Last season, the Boston Bruins found a way to get a full effort from their entire team. More importantly, they found a way to get hot at the right time and stay consistent. Over the last eight games, the Kings have defined consistency, and by that same token, domination.
And over those eight dominant games, the NHL's royalty boasted a 24-13 goal differential as they simply haven't let either opponent into the series. Furthermore, they haven't shown any signs of letting up, making them the clear-cut Cup favorite.
L.A. is not the Cup favorite
By Patrick Hoffman
When it comes to Stanley Cup Playoff hockey, it is always fun to root for the underdog.
This postseason, the Los Angeles Kings certainly fall under their category.

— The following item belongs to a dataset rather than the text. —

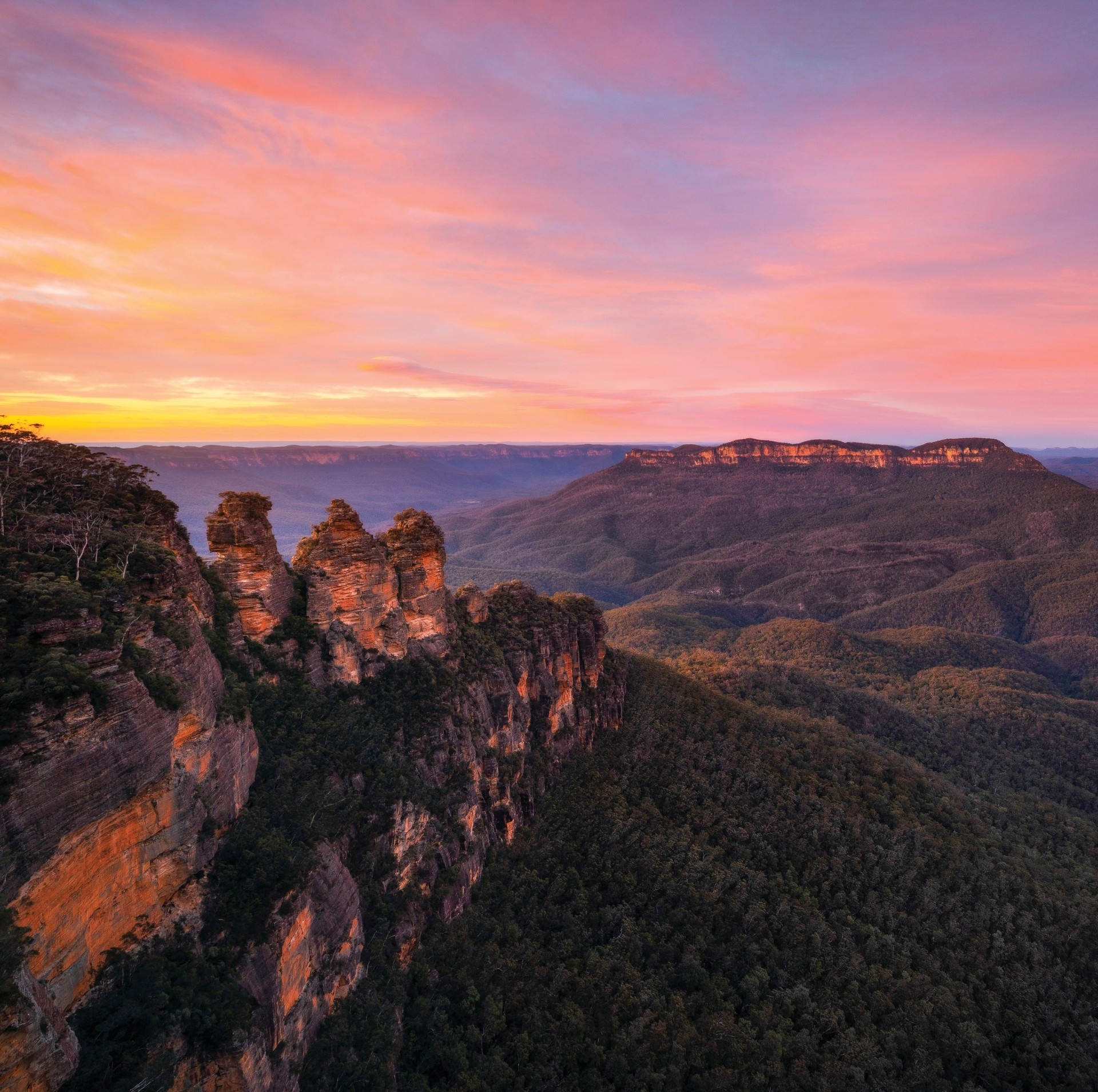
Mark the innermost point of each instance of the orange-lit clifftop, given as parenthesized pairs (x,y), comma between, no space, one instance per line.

They are currently up 3-0 in their second round series against the St. Louis Blues and it is easy to see why. The team is getting consistent scoring, producing on special teams and getting great netminding from goaltender Jonathan Quick.
With that said, the Kings should not be considered to be the Cup favorite. Yes, they are playing terrific hockey and yes, they certainly have the right pieces in place but that does not mean they can win hockey's Holy Grail this season.
For starters, they would have serious trouble playing against the Philadelphia Flyers. The Flyers were not only a high-scoring team in the regular season, but they have also been putting the puck in the net in bunches in the postseason.
While the Kings have been able to put the puck in the net on a somewhat consistent basis this postseason, they do not do it as regularly as the Flyers. No matter how good Quick is, playing against a Flyers' offense in a seven game series would be extremely tough for the Kings.
Lastly, it is not very often that en eight seed defeats the top two seeds in its Conference and then wins the Cup. This is not to say that the the Kings could not do it but the odds do not appear to be in their favor.
Again, there is no doubting that the Kings are a very good hockey club and are playing terrific hockey at the right time. With that said, the Cup will not be theirs when all is said and done to close the 2011-12 NHL campaign.